«Nous appelons les autorités égyptiennes à respecter les droits universels du peuple. Nous appelons ceux qui protestent à le faire pacifiquement et à condamner les attaques que nous avons subies, y compris contre les églises », a-t-il déclaré, ajoutant que les droits des femmes et des minorités religieuses du pays devaient être respectés.
«Les engagements doivent être tenus pour poursuivre des réformes transparentes de la constitution et des élections démocratiques d'un parlement et d'un président. Et poursuivre sur cette voie aidera l’Égypte à répondre aux aspirations démocratiques de son peuple tout en attirant les investissements, le tourisme et l’aide internationale qui peuvent l’aider à offrir des possibilités à ses citoyens », a-t-il déclaré.
Les Etats-Unis veulent s'associer au peuple égyptien dans sa quête d'un avenir meilleur, mais il appartient aux Egyptiens eux-mêmes de déterminer quel sera cet avenir, a-t-il déclaré.
«Nous apprécions la complexité de la situation. Alors que Mohamed Morsy a été élu président lors d'élections démocratiques, son gouvernement n'était pas inclusif et ne respectait pas les points de vue de tous les Égyptiens », a-t-il déclaré.
Mais dans le même temps, "nous ne prenons parti pour aucun parti ou personnage politique", a déclaré Obama.
«Je sais qu’il est tentant à l’intérieur de l’Égypte de blâmer les États-Unis, l’Occident ou un autre acteur extérieur pour ce qui ne va pas. Nous avons été blâmés par les partisans de Morsy; nous avons été blâmés par l’autre côté, comme si nous étions des partisans de Morsy. Ce genre d’approche ne fera rien pour aider les Égyptiens à réaliser l’avenir qu’ils méritent », a-t-il déclaré.
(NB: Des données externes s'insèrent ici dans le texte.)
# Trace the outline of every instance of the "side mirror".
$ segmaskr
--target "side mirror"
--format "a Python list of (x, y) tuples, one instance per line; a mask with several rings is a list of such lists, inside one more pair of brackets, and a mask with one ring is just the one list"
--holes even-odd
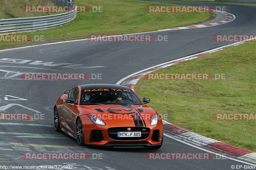
[(73, 97), (68, 97), (65, 99), (65, 102), (68, 103), (75, 103), (75, 99)]
[(143, 103), (144, 104), (148, 103), (150, 102), (150, 99), (147, 97), (143, 97), (142, 99), (142, 101), (143, 102)]

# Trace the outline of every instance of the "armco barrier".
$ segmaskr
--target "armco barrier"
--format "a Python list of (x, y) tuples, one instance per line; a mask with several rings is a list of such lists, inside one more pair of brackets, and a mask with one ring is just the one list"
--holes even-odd
[[(50, 0), (60, 6), (74, 6), (76, 5), (71, 1)], [(24, 33), (42, 30), (68, 23), (76, 17), (76, 7), (70, 12), (25, 18), (0, 19), (0, 34)]]

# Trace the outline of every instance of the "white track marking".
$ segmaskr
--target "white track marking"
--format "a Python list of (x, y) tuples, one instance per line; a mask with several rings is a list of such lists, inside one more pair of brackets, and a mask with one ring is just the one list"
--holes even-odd
[[(165, 134), (165, 133), (164, 134), (164, 135), (166, 137), (169, 137), (171, 139), (174, 139), (175, 140), (177, 141), (178, 142), (181, 142), (181, 143), (183, 143), (185, 144), (187, 144), (187, 145), (188, 145), (190, 146), (192, 146), (192, 147), (194, 147), (194, 148), (195, 148), (196, 149), (200, 149), (200, 150), (202, 150), (202, 151), (205, 151), (206, 152), (208, 152), (208, 153), (212, 153), (212, 154), (214, 154), (214, 155), (216, 155), (219, 156), (220, 153), (216, 153), (212, 151), (209, 151), (207, 150), (207, 149), (204, 149), (203, 148), (201, 148), (199, 147), (199, 146), (197, 146), (193, 144), (189, 144), (188, 143), (187, 143), (186, 142), (184, 142), (182, 140), (180, 140), (178, 139), (177, 139), (174, 137), (172, 137), (172, 136), (170, 136), (169, 135), (167, 135), (167, 134)], [(235, 161), (236, 161), (237, 162), (241, 162), (241, 163), (243, 163), (244, 164), (247, 164), (248, 165), (252, 165), (253, 166), (255, 166), (255, 165), (254, 164), (251, 164), (250, 163), (249, 163), (248, 162), (244, 162), (242, 160), (239, 160), (238, 159), (235, 159), (235, 158), (231, 158), (230, 157), (228, 157), (227, 156), (225, 156), (225, 155), (221, 155), (221, 156), (223, 157), (223, 158), (227, 158), (227, 159), (231, 159), (232, 160), (234, 160)]]
[(29, 110), (31, 110), (31, 111), (33, 111), (33, 112), (34, 112), (37, 113), (41, 113), (41, 112), (40, 112), (39, 111), (37, 111), (37, 110), (34, 110), (33, 109), (28, 107), (26, 107), (26, 106), (24, 106), (21, 105), (20, 105), (20, 104), (16, 104), (15, 103), (12, 103), (11, 104), (9, 104), (5, 106), (3, 106), (0, 107), (0, 112), (1, 112), (2, 111), (4, 111), (6, 110), (7, 110), (9, 108), (10, 108), (12, 106), (20, 106), (22, 107), (23, 107), (23, 108), (27, 109)]

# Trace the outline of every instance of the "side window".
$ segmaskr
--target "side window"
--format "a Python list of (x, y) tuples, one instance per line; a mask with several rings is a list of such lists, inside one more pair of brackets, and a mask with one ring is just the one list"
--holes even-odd
[(75, 102), (77, 102), (79, 92), (78, 88), (75, 87), (70, 91), (68, 93), (68, 97), (73, 97), (75, 99)]

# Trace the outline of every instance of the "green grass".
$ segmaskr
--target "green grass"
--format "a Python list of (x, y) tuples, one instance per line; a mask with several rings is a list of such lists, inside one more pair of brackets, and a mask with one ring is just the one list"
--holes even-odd
[(52, 14), (47, 13), (26, 13), (21, 10), (25, 6), (56, 5), (48, 0), (1, 0), (0, 19), (32, 17)]
[(215, 120), (214, 113), (256, 113), (255, 42), (229, 47), (156, 73), (224, 73), (226, 79), (146, 80), (135, 91), (166, 120), (192, 132), (256, 151), (256, 120)]
[[(18, 34), (44, 36), (44, 41), (1, 42), (0, 49), (86, 38), (93, 34), (118, 34), (156, 31), (207, 20), (210, 13), (149, 13), (147, 6), (164, 4), (129, 0), (76, 0), (78, 6), (105, 7), (102, 13), (79, 13), (70, 23), (45, 30)], [(156, 5), (156, 4), (157, 4)]]
[[(172, 0), (156, 0), (159, 1), (172, 1), (177, 2), (198, 2), (199, 3), (214, 3), (216, 4), (243, 4), (247, 5), (256, 5), (256, 2), (228, 2), (222, 1), (221, 0), (219, 1), (178, 1)], [(211, 5), (209, 5), (211, 6)]]

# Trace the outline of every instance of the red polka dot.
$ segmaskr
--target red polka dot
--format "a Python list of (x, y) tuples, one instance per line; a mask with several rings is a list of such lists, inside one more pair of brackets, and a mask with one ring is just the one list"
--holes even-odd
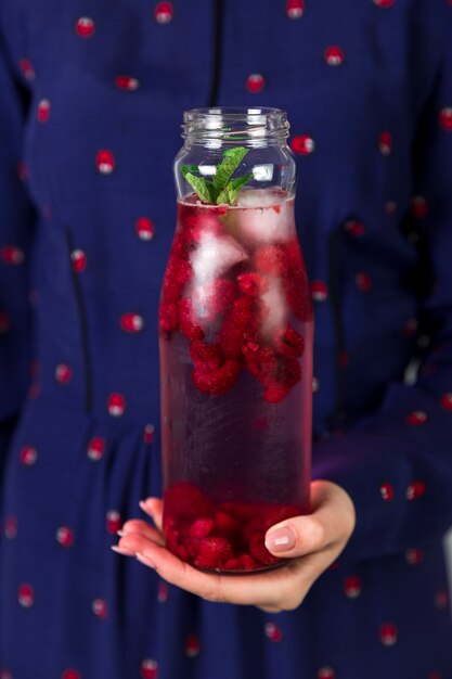
[(74, 533), (67, 526), (60, 526), (56, 530), (56, 542), (62, 547), (70, 547), (74, 543)]
[(91, 38), (95, 33), (94, 22), (90, 16), (80, 16), (76, 22), (75, 31), (79, 38)]
[(91, 610), (95, 617), (100, 620), (104, 620), (108, 614), (106, 601), (104, 599), (94, 599), (91, 605)]
[(396, 201), (388, 201), (385, 205), (385, 213), (390, 217), (396, 213), (396, 210), (397, 210)]
[(325, 62), (328, 66), (340, 66), (344, 63), (344, 51), (340, 47), (327, 47), (324, 53)]
[(171, 2), (159, 2), (154, 12), (157, 24), (168, 24), (175, 16), (175, 10)]
[(378, 148), (383, 155), (389, 155), (392, 151), (392, 134), (384, 131), (379, 136)]
[(406, 488), (406, 500), (417, 500), (425, 495), (426, 485), (423, 481), (413, 481)]
[(55, 368), (55, 380), (60, 384), (67, 384), (73, 376), (73, 370), (67, 363), (59, 363)]
[(0, 259), (8, 265), (17, 266), (25, 259), (24, 251), (16, 245), (3, 245), (0, 248)]
[(393, 486), (388, 483), (382, 484), (379, 487), (379, 492), (385, 502), (390, 502), (395, 495)]
[(275, 623), (266, 623), (266, 626), (263, 629), (264, 629), (267, 639), (270, 639), (270, 641), (274, 641), (275, 643), (279, 643), (282, 640), (283, 632), (281, 631), (281, 628), (277, 625), (275, 625)]
[(35, 590), (28, 582), (20, 585), (17, 589), (18, 603), (23, 608), (29, 608), (35, 603)]
[(357, 575), (344, 580), (344, 592), (348, 599), (357, 599), (361, 594), (361, 580)]
[(287, 0), (286, 14), (289, 18), (301, 18), (305, 13), (305, 0)]
[(439, 113), (439, 123), (447, 132), (452, 131), (452, 106), (441, 108)]
[(0, 335), (11, 329), (11, 318), (7, 311), (0, 311)]
[(115, 157), (112, 151), (101, 149), (95, 156), (95, 165), (101, 175), (111, 175), (115, 169)]
[(315, 142), (312, 137), (308, 134), (298, 134), (298, 137), (294, 137), (290, 141), (290, 148), (294, 153), (298, 153), (299, 155), (309, 155), (315, 150)]
[(410, 213), (415, 219), (424, 219), (427, 216), (427, 201), (423, 195), (414, 195), (410, 203)]
[(158, 603), (165, 603), (168, 599), (168, 585), (166, 582), (158, 582), (157, 601)]
[(424, 561), (424, 552), (422, 549), (408, 549), (405, 551), (405, 560), (410, 566), (417, 566)]
[(107, 410), (114, 418), (120, 418), (126, 410), (126, 399), (122, 394), (111, 394), (107, 399)]
[(105, 441), (100, 436), (92, 438), (88, 445), (87, 454), (90, 460), (100, 460), (105, 451)]
[(427, 422), (427, 413), (423, 410), (413, 410), (406, 415), (405, 421), (410, 426), (422, 426)]
[(17, 536), (17, 518), (16, 516), (7, 516), (4, 520), (4, 535), (9, 540), (14, 540)]
[(35, 462), (37, 461), (38, 451), (36, 450), (36, 448), (33, 448), (31, 446), (24, 446), (20, 450), (18, 458), (22, 464), (25, 464), (26, 466), (30, 466), (31, 464), (35, 464)]
[(379, 640), (384, 646), (393, 646), (397, 643), (398, 631), (392, 623), (384, 623), (379, 628)]
[(61, 679), (81, 679), (81, 675), (76, 669), (65, 669), (61, 676)]
[(157, 661), (152, 658), (145, 658), (140, 666), (141, 676), (143, 679), (157, 679), (158, 665)]
[(36, 117), (38, 118), (39, 123), (47, 123), (49, 120), (50, 110), (50, 101), (48, 99), (41, 99), (41, 101), (38, 103), (38, 108), (36, 112)]
[(185, 655), (188, 657), (196, 657), (201, 651), (201, 642), (195, 635), (189, 635), (185, 639)]
[(146, 424), (143, 432), (143, 440), (145, 444), (151, 445), (154, 441), (155, 426), (153, 424)]
[(108, 510), (106, 513), (106, 529), (112, 535), (116, 535), (116, 533), (120, 529), (122, 525), (121, 516), (116, 510)]
[(435, 594), (435, 605), (440, 611), (449, 607), (449, 592), (447, 589), (440, 589)]
[(441, 396), (441, 408), (443, 408), (444, 410), (452, 410), (452, 392), (450, 392), (449, 394), (443, 394)]
[(346, 221), (346, 223), (344, 225), (344, 229), (350, 235), (361, 236), (365, 233), (364, 225), (357, 219), (349, 219), (348, 221)]
[(21, 181), (27, 181), (28, 179), (28, 165), (25, 161), (17, 163), (17, 177)]
[(356, 274), (354, 282), (358, 289), (361, 290), (361, 292), (363, 293), (367, 293), (370, 290), (372, 290), (372, 278), (369, 276), (369, 273), (365, 273), (364, 271), (360, 271)]
[(147, 217), (139, 217), (137, 219), (135, 231), (142, 241), (152, 241), (154, 238), (154, 225)]
[(140, 80), (138, 80), (138, 78), (132, 78), (131, 76), (117, 76), (115, 78), (115, 85), (120, 90), (133, 92), (140, 87)]
[(143, 330), (143, 317), (139, 313), (124, 313), (120, 317), (120, 326), (125, 332), (140, 332), (140, 330)]
[(251, 73), (246, 78), (246, 89), (248, 92), (253, 92), (254, 94), (257, 92), (261, 92), (266, 87), (266, 80), (260, 73)]
[(77, 273), (81, 273), (87, 268), (87, 255), (82, 249), (77, 248), (73, 249), (70, 253), (70, 259), (73, 262), (73, 269)]
[(323, 281), (312, 281), (311, 295), (314, 302), (325, 302), (328, 298), (328, 286)]
[(21, 59), (18, 66), (27, 80), (34, 80), (36, 73), (31, 62), (28, 59)]

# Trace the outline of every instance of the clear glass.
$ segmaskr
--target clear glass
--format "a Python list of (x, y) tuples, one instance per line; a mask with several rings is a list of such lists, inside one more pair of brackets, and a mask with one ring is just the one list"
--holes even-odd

Les États-Unis veulent voir les Égyptiens travailler ensemble pour réussir en tant que pays pacifique, démocratique et prospère, et le président a reconnu que ce serait difficile parfois.
«Il va y avoir de faux départs. Il y aura des jours difficiles. Le parcours démocratique de l’Amérique nous a fait traverser d’énormes luttes pour perfectionner notre union. D'Asie aux Amériques, nous savons que les transitions démocratiques se mesurent non pas en mois, ni même en années, mais parfois en générations », a déclaré Obama.